Q. I am guessing that you did not strike it rich with SwimSpray.

A. Talk about a bonehead. I didn’t know anything about sales or marketing or business at the time. Things would have turned out very differently had we not initially targeted only the small group of competitive swimmers. Even though I am not doing anything with it right now, I learned a ton—everything from inventing a formulation to patenting the formulation to recognizing that having the patent isn’t everything. If you have the exclusive right to something that not many people want, it is actually not that valuable.

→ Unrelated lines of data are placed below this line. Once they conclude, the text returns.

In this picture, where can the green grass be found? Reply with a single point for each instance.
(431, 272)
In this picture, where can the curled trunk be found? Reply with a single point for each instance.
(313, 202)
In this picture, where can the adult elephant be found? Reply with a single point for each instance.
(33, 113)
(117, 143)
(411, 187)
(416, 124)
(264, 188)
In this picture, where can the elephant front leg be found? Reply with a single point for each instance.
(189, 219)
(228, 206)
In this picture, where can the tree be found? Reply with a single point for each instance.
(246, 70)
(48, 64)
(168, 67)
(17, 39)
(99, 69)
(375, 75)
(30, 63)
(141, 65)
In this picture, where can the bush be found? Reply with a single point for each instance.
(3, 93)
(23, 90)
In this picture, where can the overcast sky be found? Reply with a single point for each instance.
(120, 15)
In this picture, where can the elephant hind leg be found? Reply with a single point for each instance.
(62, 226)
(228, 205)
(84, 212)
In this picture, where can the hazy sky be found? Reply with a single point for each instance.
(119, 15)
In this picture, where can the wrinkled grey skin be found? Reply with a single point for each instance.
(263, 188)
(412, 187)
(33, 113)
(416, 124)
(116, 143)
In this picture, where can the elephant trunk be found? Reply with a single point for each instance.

Q. SwimSpray seems like something you’d see on that TV show Shark Tank. I can imagine all the sharks fighting over the chance to license your technology.

A. We tried out for Shark Tank! We were on the next-to-final round before going onto the show, but we never made it into the tank. As much as I’d like to see SwimSpray still available for the swimmers out there, I am happy I’ve moved on.

And to a product with a much wider audience! How did you get involved working with cannabis?

The cannabis opportunity was something I had been looking for. I had become really interested in new formulations of existing things and in the patentabilty of natural things, like the vitamin C formulation in SwimSpray. I had started looking at cannabis and its combinations of molecules like THC and a whole bunch of other ones like CBD, [tetrahydrocannabivarin] and [cannabichromene], but my ideas sat on the shelf until I started my own patent firm. A swimming friend put me in touch with his friend who was making new cannabis products. It was a really good fit for me because I had thought about it before.

I built Ebbu’s entire IP portfolio by treating the cannabis plant like a chemical composition—like a collection of molecules that can be combined to create different effects—and not like a weed.

Q. The company must have really appreciated that you could do both the lab work and the legal work.

A. I was part of a team, and my role was to be the guy who could have one foot in the lab and one foot in the law firm. We could have ideas about the patent portfolio, and I could run to the lab to see what we could do to figure that out or support that. Or if the folks in the lab did something, I could appreciate the implications for the IP. That’s where I added the most value: being the bridge between R&D and IP.

Q. Why do you think no one had done that type of research before?

A. Two things were happening with cannabis. One, people thought that THC was the only active ingredient, end of story—nothing to look at, don’t worry about it. And two, people thought, “Why should we do any research? It’s illegal, and there’s no money in it.” There was no incentive to go look and no incentive to question this long-standing belief that cannabis was just a THC delivery mechanism.

Q. Is that kind of the same thing with magic mushrooms?

A. Yes. No one cared about mushrooms commercially. There was the DEA Schedule I thing, and also mushrooms are kinda funny lookin’. I just thought, “I’ll bet there’s more things going on in there. If there are different effects, there must be different molecules, and I wonder what would happen if we changed the structure.” We’ve been doing that now for more than five years, and we have maybe 150 patent applications for combinations of those previously unlooked-at minor compounds.

Q. You were an investor in Ebbu, and after the sale, you easily could have spent the rest of your days on a tropical island. Yet you dove back into entrepreneurship, science and the law. Why?

A. I definitely had a moment of, “What would you do if you didn’t have to work ever again?” And I thought, “Oh, I’d play around with that magic mushroom idea!” I think if I were drawn to smoking weed and playing video games in the garage, things could have turned out differently; but for me, having the time and space to do the mushroom research was the thing that I really wanted. Mental illness is a leading health problem in the world right now, so it seemed like a good idea to work on it.

This story was originally published in the December 2021/January 2022 issue of the ABA Journal under the headline: “One Long, Strange Trip: Lawyer-chemist’s career path has led to extensive research on psychiatric possibilities of psychedelic mushrooms.”